El obispo segoviano recordó en la homilía de la Misa al anterior Director Nacional de las Obras Misionales Pontificias, Anastasio Gil García, enterrado en su pueblo natal, Veganzones, desde donde se transmitía la Misa. Un hombre cuyo afán misionero se expresaba a través de sus “iniciativas y proyectos para que la Iglesia… se conociera con el nombre de Misión”.

Mons. Franco explicó que los misioneros, al dejar su casa, familia y pueblo, “se hacen casa, familia y pueblo con las gentes a las que son enviados”. A los misioneros presentes en Hispanoamérica, “les debemos agradecimiento”, porque “son para aquellos pueblos, alivio y consuelo en tantas situaciones de pobreza y necesidad y ahora, especialmente, en estos momentos de crisis sanitaria, social y económica”. Y añadía, “los misioneros no son héroes – aunque a veces hacen actos muy heroicos –, son cristianos convencidos de que, según dice San Pablo, Cristo es la fuerza y la sabiduría de Dios, que escoge lo débil de este mundo para manifestar la fuerza de Dios”.

El obispo de Segovia recordó que los problemas de este mundo no son primariamente económicos, sino éticos, morales y religiosos, por eso, el Papa Francisco, en su encíclica Fratelli Tutti ha puesto el dedo en la llaga al reclamar una fraternidad universal.
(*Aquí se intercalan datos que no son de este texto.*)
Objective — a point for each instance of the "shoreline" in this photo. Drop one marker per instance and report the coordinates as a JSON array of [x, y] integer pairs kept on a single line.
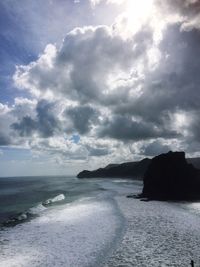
[[157, 234]]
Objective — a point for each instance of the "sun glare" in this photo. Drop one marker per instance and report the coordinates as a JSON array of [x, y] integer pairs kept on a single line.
[[138, 11]]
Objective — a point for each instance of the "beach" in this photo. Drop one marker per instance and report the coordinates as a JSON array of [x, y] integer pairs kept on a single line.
[[106, 229]]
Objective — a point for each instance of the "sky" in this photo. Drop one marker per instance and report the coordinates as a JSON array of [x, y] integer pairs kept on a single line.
[[85, 83]]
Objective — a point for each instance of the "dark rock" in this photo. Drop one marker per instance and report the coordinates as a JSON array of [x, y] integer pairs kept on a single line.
[[125, 170], [169, 176]]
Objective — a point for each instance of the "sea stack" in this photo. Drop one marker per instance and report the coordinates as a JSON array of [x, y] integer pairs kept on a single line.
[[170, 177]]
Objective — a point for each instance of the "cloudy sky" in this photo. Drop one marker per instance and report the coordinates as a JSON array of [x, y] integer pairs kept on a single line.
[[84, 83]]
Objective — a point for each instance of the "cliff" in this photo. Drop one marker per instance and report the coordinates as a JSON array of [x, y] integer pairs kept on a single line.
[[170, 176], [125, 170]]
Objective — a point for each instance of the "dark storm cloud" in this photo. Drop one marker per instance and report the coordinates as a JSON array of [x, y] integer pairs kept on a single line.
[[25, 127], [172, 87], [4, 140], [82, 117], [188, 11], [155, 148], [46, 124], [124, 128]]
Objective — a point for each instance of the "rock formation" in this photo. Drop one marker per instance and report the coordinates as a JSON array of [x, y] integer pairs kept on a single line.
[[125, 170], [169, 176]]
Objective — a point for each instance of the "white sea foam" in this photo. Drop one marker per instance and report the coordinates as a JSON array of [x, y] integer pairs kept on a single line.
[[71, 235], [37, 209], [158, 234], [57, 198]]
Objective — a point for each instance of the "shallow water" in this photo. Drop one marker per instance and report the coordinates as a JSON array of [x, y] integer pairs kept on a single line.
[[78, 223], [91, 223]]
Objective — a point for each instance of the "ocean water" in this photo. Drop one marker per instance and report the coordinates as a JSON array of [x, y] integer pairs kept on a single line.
[[70, 222], [30, 195], [59, 221]]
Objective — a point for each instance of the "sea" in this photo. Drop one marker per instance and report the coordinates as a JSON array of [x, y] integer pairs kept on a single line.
[[59, 220], [56, 221]]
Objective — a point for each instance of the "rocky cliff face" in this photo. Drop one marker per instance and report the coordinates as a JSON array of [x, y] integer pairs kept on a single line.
[[169, 176], [127, 170]]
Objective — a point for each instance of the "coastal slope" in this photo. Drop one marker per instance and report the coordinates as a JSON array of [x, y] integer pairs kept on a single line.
[[134, 170]]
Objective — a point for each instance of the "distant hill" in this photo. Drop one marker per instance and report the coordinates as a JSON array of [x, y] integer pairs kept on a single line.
[[125, 170], [134, 170]]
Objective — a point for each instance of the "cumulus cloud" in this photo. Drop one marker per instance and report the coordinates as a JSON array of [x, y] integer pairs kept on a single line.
[[45, 123], [136, 92], [83, 117]]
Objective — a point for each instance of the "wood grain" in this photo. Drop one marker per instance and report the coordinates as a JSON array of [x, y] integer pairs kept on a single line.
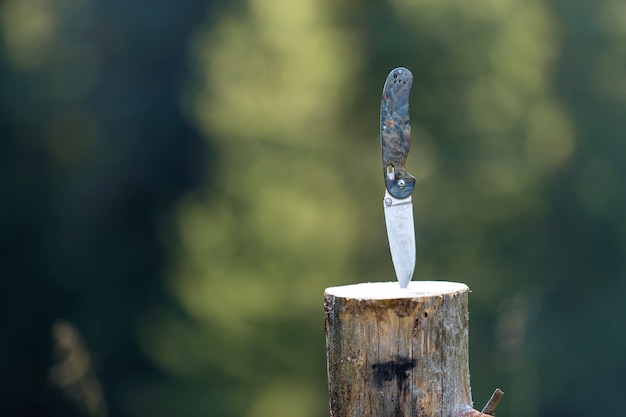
[[398, 352]]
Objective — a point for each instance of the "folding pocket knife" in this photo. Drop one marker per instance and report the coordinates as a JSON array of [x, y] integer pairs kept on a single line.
[[395, 139]]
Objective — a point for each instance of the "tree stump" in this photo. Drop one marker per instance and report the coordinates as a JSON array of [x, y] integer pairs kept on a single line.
[[395, 352]]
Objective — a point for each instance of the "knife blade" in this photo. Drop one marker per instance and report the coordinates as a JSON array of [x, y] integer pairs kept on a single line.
[[395, 139]]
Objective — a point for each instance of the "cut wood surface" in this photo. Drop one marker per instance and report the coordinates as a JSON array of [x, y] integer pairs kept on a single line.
[[395, 352]]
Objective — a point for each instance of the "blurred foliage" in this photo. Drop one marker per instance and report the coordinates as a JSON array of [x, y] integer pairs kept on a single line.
[[182, 182]]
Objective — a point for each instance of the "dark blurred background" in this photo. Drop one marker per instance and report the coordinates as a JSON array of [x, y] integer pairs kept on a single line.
[[179, 182]]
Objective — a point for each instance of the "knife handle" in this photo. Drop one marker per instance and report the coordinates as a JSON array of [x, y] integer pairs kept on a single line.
[[395, 132]]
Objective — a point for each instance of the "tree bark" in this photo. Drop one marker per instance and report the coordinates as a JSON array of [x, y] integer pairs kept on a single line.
[[395, 352]]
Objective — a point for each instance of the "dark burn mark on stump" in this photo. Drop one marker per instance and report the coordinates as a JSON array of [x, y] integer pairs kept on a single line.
[[393, 370]]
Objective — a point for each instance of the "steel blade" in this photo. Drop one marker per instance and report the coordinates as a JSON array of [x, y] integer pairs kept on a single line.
[[401, 236]]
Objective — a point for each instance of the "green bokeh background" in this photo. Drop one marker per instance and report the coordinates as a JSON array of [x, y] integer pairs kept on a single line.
[[181, 181]]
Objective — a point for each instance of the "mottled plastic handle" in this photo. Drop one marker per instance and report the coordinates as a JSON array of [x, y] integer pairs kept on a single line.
[[395, 132]]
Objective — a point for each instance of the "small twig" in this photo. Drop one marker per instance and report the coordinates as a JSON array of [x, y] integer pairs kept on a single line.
[[490, 408]]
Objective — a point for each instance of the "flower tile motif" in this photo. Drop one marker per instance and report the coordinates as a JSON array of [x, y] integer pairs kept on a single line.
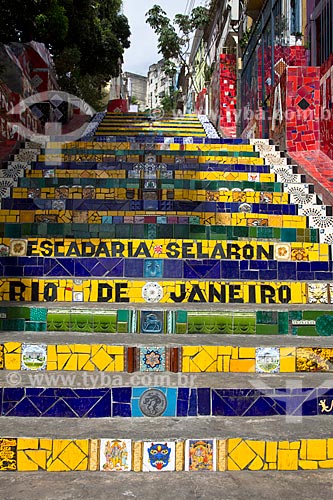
[[266, 197], [152, 321], [299, 254], [285, 175], [152, 292], [212, 195], [253, 177], [4, 250], [159, 456], [152, 359], [311, 359], [282, 251], [115, 455], [257, 222], [317, 293], [33, 357], [267, 360], [18, 248], [200, 455], [245, 208]]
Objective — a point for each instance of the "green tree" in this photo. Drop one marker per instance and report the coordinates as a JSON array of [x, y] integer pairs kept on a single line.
[[174, 36], [87, 38]]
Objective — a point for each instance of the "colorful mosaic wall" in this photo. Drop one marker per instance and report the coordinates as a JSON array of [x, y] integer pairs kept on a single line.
[[134, 232], [187, 359], [158, 401], [326, 122], [310, 322], [121, 455]]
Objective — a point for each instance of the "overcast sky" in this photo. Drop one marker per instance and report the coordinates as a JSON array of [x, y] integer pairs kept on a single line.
[[143, 50]]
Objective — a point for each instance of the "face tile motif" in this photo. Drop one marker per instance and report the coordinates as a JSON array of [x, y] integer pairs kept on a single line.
[[200, 455], [317, 293], [282, 251], [18, 248], [153, 403], [153, 268], [152, 359], [267, 360], [159, 456], [115, 455], [33, 357], [151, 321], [152, 292]]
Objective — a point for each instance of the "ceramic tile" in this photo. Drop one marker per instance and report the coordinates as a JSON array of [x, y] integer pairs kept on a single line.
[[159, 456], [115, 455], [33, 357], [200, 455], [152, 359]]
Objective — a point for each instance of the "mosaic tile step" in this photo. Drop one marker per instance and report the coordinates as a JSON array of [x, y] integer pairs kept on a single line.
[[121, 148], [136, 192], [136, 156], [304, 323], [90, 267], [64, 184], [205, 252], [200, 454], [148, 402], [114, 227], [164, 292], [105, 168], [153, 358], [52, 147], [151, 205]]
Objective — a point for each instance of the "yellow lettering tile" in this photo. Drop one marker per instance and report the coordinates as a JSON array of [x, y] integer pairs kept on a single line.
[[24, 463], [287, 459], [271, 451], [326, 464], [308, 464], [287, 359], [247, 352], [243, 365], [317, 449]]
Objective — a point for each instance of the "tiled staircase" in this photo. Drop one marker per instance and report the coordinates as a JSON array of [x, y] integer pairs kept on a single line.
[[166, 305]]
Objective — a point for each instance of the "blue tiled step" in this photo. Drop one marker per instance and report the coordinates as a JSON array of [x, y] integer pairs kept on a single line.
[[266, 270], [147, 205], [116, 228], [180, 401], [112, 165]]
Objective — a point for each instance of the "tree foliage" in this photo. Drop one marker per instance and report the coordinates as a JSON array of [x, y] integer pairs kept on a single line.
[[174, 36], [87, 38]]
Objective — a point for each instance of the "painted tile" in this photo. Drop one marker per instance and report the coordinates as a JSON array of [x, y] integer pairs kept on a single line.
[[151, 321], [159, 456], [8, 454], [18, 248], [200, 455], [153, 268], [152, 359], [311, 359], [115, 455], [33, 357], [267, 360], [282, 251]]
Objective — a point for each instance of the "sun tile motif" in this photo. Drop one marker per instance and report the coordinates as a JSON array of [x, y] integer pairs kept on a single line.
[[115, 455], [159, 456], [152, 359], [200, 455], [317, 293]]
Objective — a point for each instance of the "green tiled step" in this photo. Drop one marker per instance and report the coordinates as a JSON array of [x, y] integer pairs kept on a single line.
[[270, 187], [154, 231], [307, 322]]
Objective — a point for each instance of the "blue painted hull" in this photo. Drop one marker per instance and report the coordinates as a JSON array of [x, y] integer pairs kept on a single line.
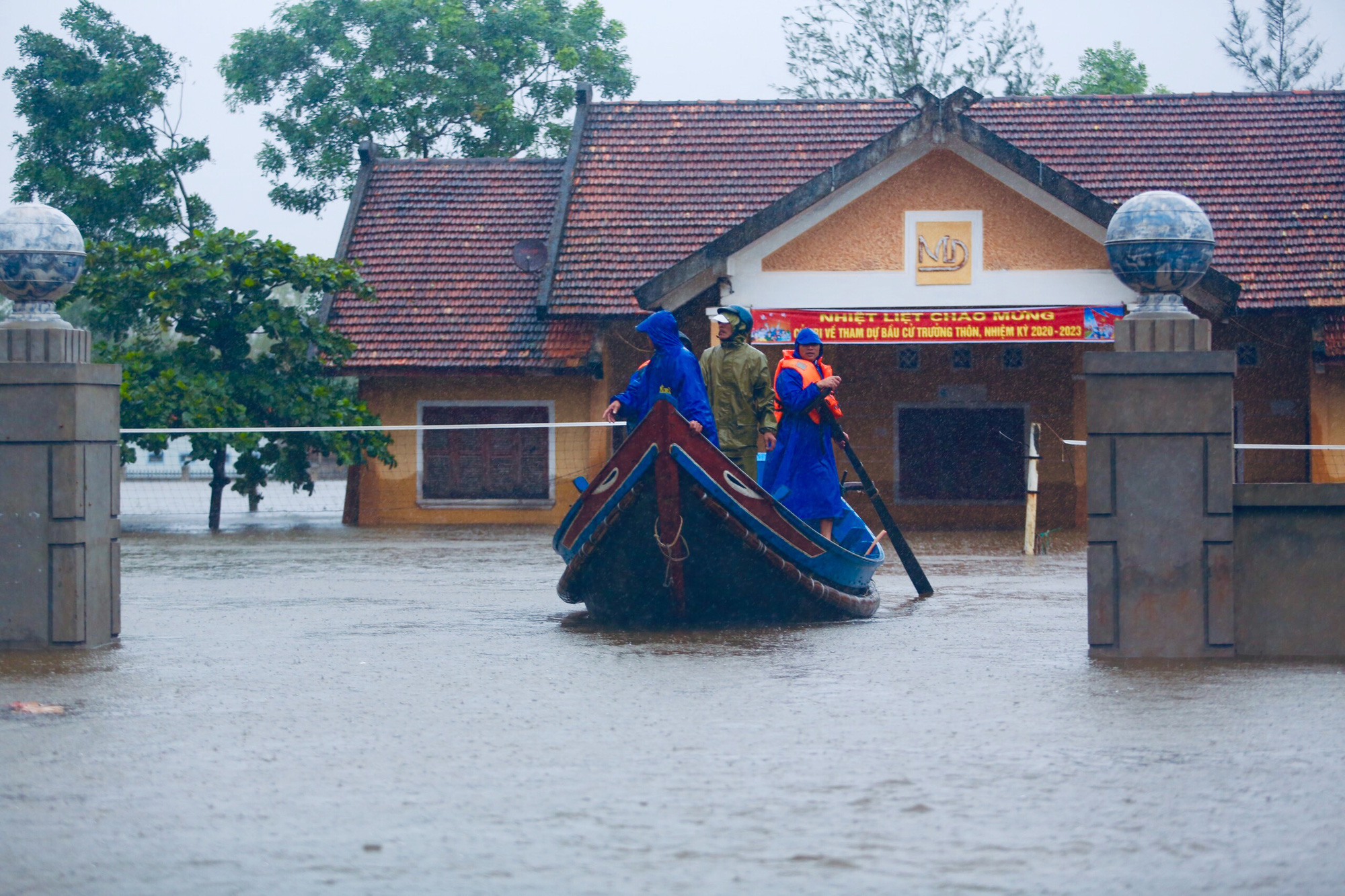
[[672, 532]]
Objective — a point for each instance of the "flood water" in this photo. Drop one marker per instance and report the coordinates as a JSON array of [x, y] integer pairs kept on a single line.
[[414, 710]]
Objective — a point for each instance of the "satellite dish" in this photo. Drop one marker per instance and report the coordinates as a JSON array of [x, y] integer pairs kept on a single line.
[[531, 255]]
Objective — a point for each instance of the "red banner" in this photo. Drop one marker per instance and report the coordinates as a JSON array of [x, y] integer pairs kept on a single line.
[[1067, 323]]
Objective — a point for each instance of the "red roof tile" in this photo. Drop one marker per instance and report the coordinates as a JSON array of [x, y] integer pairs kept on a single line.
[[1268, 169], [657, 181], [436, 241], [654, 182], [1334, 335]]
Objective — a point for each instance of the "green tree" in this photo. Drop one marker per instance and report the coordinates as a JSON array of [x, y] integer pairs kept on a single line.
[[1282, 64], [103, 145], [420, 79], [868, 49], [1110, 72], [206, 341]]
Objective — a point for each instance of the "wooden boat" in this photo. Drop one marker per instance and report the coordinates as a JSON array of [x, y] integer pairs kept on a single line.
[[670, 532]]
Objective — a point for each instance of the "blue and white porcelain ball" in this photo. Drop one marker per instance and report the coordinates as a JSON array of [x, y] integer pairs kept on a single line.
[[41, 253], [1160, 243]]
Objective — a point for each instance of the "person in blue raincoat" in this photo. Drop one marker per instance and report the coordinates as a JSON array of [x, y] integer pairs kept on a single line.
[[802, 470], [673, 374]]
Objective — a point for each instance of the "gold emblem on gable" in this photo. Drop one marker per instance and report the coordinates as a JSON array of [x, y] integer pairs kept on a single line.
[[944, 252]]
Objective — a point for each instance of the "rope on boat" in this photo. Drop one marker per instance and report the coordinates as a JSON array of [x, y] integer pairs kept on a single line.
[[669, 549]]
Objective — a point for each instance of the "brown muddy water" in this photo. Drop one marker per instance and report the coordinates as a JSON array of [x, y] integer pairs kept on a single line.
[[414, 710]]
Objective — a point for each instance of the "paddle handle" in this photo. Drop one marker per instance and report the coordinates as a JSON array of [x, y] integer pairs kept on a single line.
[[899, 541]]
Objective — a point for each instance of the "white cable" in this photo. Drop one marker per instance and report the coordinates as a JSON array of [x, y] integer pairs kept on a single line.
[[224, 430], [1242, 447]]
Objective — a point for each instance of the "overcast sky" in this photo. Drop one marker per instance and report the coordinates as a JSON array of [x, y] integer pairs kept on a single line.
[[680, 50]]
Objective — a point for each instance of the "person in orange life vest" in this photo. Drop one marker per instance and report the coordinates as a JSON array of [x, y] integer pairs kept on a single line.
[[802, 470]]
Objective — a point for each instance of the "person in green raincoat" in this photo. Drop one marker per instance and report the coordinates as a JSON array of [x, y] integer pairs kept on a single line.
[[738, 378]]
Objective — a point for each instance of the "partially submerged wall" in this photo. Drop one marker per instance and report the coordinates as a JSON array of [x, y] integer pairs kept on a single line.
[[1289, 569]]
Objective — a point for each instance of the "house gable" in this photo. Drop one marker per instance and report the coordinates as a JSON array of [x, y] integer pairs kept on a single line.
[[870, 233]]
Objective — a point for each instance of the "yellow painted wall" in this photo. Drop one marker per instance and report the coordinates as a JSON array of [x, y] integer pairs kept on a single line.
[[388, 494], [1328, 421], [870, 233]]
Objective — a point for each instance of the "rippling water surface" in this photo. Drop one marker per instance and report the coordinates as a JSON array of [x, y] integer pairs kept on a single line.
[[414, 710]]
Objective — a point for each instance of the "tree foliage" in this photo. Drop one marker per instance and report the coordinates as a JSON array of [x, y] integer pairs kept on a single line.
[[420, 79], [1114, 71], [868, 49], [103, 145], [1284, 63], [205, 339]]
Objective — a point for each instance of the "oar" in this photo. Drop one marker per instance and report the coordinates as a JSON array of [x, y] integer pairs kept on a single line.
[[909, 557]]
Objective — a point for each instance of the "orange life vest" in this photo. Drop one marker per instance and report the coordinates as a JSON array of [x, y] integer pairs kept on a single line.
[[809, 372]]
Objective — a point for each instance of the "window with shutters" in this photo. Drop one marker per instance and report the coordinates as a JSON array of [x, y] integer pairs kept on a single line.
[[481, 463], [972, 454]]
Sólo quien es capaz de mar como Jesús puede cambiar este mundo, “renovarlo, transformarlo en la casa común de todos los hombres”. Nuestros misioneros “no caen en la retórica biensonante y acomodaticia de quienes bajo pretexto de hacer un mundo mejor, sólo piensan en sí mismos, en sus intereses particulares”. Por eso hay que pedir “que nunca falten misioneros así”.